Statement on Europe’s position in relation to the Summit for Democracy

Antonella Valmorbida – ALDA Secretary General and European Partnership for Democracy President, expressed her views on how Europe should position itself in relation to the Summit for Democracy and how it should seek to influence the evolution of the process, by answering to the following question: How Can Europe Help the Next Phase of the Summit for Democracy?

The Summit for Democracy united democracy supporters and made more tangible their conviction that democracy is not a form of governance exclusively for the West. And, based on the discussions I had around the summit, the message is clear and should be presented to any future one: democracy must be empowered and can deliver better when focused at the local level.

Participatory democracy needs to be prominent in the next phase of the summit process. Participative forms of democracy have immense potential for finding answers to local problems and building communities resilient to authoritarian regimes and forms of governance. The more citizens—in particular youth and women, for whom national politics is less accessible—are involved in local democracy by being elected to local government or in being actively engaged in local groups, the more they build up a DNA of democracy that is open to deliberation, negotiation, representation, and everyone’s contribution.

As political parties in cities and regions try out different and interesting experiments with civic lists and citizens’ movements, local democracy empowered by real decentralisation can build or rebuild trust between citizens and institutions. Donors’ focus on political parties—their accountability, transparency, and forms of representation—should therefore support their work at the local level.
In this context, a vibrant and aware civil society, engaged and representing the collective interest of the community, is key for democracy.
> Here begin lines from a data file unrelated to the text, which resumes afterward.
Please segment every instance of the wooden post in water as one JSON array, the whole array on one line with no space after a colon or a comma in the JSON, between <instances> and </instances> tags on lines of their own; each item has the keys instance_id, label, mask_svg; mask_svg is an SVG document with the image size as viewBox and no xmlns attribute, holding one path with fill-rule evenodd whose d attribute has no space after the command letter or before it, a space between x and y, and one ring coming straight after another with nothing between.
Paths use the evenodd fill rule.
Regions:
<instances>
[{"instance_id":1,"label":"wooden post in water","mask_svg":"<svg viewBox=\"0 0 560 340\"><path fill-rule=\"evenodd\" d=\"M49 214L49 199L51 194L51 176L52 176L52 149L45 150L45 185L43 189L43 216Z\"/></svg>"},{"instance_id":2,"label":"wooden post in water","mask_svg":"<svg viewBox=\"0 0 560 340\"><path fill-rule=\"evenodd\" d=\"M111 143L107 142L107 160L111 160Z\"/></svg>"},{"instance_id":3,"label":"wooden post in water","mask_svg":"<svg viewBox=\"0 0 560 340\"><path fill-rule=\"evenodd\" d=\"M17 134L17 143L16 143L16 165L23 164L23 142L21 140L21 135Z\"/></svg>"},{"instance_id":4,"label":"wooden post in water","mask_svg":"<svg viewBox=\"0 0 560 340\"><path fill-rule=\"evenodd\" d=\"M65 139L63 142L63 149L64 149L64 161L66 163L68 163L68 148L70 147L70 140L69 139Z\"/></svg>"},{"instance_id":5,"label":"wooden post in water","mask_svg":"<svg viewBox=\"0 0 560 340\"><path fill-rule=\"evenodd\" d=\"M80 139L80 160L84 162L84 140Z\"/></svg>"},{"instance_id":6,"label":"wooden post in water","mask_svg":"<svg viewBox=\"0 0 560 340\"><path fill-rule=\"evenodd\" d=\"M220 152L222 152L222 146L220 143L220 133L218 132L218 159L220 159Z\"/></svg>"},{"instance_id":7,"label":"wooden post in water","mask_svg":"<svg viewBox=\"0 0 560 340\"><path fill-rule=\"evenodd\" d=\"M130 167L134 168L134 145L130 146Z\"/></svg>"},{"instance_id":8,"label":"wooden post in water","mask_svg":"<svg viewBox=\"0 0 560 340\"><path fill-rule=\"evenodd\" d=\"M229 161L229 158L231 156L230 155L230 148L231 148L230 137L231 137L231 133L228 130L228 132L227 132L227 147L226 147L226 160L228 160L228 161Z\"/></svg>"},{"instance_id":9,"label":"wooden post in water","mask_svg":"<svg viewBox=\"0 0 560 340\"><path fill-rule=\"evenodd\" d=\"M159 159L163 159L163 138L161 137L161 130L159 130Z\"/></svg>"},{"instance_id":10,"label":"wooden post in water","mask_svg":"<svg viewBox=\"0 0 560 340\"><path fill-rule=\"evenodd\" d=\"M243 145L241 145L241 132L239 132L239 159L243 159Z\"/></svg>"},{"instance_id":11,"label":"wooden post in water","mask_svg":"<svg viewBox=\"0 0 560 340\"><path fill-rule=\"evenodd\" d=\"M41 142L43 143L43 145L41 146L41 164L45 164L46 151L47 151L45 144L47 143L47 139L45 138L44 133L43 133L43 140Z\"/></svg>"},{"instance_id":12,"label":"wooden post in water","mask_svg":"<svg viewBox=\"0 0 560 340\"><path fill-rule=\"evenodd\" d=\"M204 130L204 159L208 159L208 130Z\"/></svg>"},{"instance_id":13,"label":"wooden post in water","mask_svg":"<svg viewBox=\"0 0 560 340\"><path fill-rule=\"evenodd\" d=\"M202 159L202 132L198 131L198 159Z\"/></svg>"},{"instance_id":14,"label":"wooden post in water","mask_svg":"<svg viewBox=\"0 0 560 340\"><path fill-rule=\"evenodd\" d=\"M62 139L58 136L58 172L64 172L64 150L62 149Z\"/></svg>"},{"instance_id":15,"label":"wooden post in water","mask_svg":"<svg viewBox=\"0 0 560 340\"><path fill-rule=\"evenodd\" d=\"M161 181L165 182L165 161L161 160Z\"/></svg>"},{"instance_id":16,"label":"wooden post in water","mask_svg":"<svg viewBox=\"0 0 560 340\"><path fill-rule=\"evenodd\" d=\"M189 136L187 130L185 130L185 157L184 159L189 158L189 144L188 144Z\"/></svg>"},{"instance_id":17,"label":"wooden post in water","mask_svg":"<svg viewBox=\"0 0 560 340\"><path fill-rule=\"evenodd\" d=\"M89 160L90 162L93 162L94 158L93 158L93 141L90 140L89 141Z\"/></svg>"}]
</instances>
This has been exemplified by the experience of Ukraine since Russia’s invasion, with local authorities and civil society working together to become the strongholds of resilience and resistance.

The summit process has so far not paid sufficient attention to elections at the local level and needs to do more on this in its next phase. Local democracy and decentralisation allow for an easier redistribution of powers and representation than is the case at the national level. Local elections can galvanise interest and engage citizens. The next Summit for Democracy and the implementation of past summit decisions must involve partners at the local level to a greater extent.

Mrs. Antonella Valmorbida’s statement is included at the end of the article of the European Democracy Hub initiative, run by Carnegie Europe and the European Partnership for Democracy (EPD).